At 58, singer Dany Brillant released a thirteenth album entitled Seventies. Guest on the set of 50′ Inside on TF1 this Saturday October 12, 2024, the father looked back on his childhood and particularly on his father.

Three years after his last album, Dany Brillant is making his comeback. On September 27, 2024, the singer released a festive opus called “Seventies”, paying tribute to this decade full of love and new sounds. But beneath this apparent joy of living, the 58-year-old musician first wanted to pay tribute to a loved one who died two years ago. His younger brother, Stevedied of a serious illness.

During my visits to the hospital, we started talking about our childhood again. He was very happy that I brought him series like Bowler Hat and Leather Boots, Friendly Yours or Mysteries of the West. To listen to songs like those of Michel Fugain. And we remembered that we had a very happy childhood“, he revealed to Matin last September.

Dany Brillant’s parents, Tunisians, had to start their lives from scratch upon arriving in

Guest on the set of 50’ Inside facing Isabelle Ithurburu this Saturday, October 12, the actor returned to his motivation to make music, coming primarily from his father, a Tunisian Jewish immigrant. The one who defines himself as “vintage” says that ses “parents were chased out of the country where they were because of anti-Semitism.
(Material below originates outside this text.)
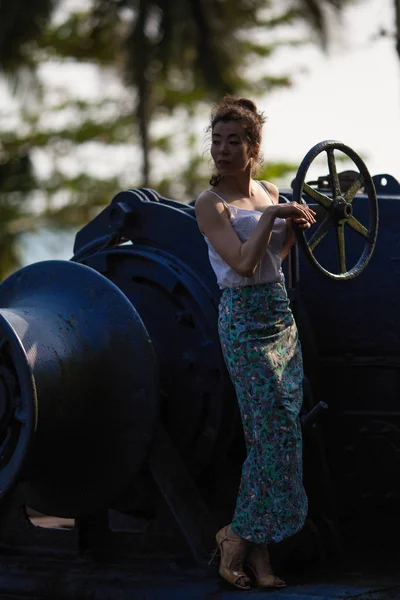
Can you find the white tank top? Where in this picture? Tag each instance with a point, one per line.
(269, 269)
Before arriving in France, his father had “a fairly important situation in Tunisia”. But when the family arrives in France, in Sainte-Geneviève-des-, the patriarch must start from scratch. He found himself a warehouse worker in a supermarket so the fall was quite sad all the same.”, recalls Daniel Cohen, his real name. “It was still quite sad at home, it wasn’t always easy”, recalls Dany Brillant. An intimate experience that pushed him to become an artist: I wanted to do a job to give him pride again.
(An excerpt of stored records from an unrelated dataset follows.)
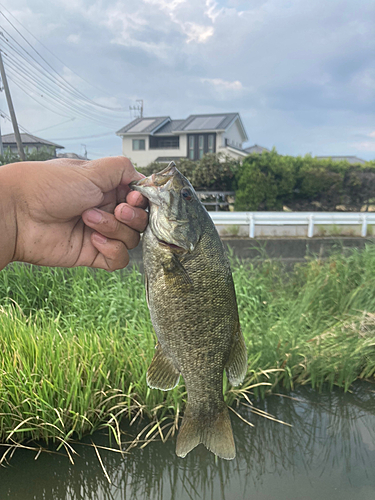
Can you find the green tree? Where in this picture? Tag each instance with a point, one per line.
(265, 181)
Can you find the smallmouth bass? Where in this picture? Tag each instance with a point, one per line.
(192, 302)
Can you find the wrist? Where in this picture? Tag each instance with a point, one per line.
(8, 215)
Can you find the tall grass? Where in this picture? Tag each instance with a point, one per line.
(75, 344)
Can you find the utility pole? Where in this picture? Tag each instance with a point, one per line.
(11, 110)
(138, 108)
(85, 154)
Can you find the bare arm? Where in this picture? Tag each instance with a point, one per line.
(8, 221)
(70, 213)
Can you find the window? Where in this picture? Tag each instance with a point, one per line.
(200, 144)
(138, 144)
(164, 142)
(191, 147)
(201, 147)
(210, 148)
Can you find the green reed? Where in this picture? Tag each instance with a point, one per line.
(75, 344)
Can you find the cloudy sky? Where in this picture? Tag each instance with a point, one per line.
(301, 73)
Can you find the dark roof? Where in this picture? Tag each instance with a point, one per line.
(162, 159)
(256, 149)
(353, 160)
(164, 124)
(235, 148)
(28, 139)
(143, 125)
(216, 121)
(72, 156)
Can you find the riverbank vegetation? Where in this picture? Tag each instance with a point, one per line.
(270, 181)
(75, 344)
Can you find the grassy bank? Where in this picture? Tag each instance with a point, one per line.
(75, 345)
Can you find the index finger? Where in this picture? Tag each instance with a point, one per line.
(136, 199)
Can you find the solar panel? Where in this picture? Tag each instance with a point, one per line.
(142, 125)
(205, 123)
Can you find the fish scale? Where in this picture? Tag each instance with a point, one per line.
(193, 308)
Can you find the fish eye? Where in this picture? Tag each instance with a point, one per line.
(186, 194)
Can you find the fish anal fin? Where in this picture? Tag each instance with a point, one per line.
(162, 373)
(215, 433)
(236, 366)
(175, 272)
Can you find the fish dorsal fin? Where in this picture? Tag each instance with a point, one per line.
(175, 272)
(214, 432)
(162, 373)
(236, 366)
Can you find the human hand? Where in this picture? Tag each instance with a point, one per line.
(74, 213)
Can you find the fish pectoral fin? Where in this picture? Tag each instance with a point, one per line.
(175, 271)
(236, 367)
(162, 373)
(215, 432)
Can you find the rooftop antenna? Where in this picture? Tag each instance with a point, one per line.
(11, 110)
(138, 109)
(85, 153)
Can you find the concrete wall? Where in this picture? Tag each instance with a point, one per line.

“Did you want to repair your dad’s melancholy?” asks Isabelle Ithurburu. “Ah, that’s nice: repairing.”, reacts the man who is also the father of three children. “That’s what reparation is. Transcend melancholy, and say that there is nothing definitive, even if we have trials. I wanted to overcome them for them.”, he explains. Before entrusting: “My father was proud when he saw me, the first time I played at the Olympia. He had a kind of pride, he cried in fact.”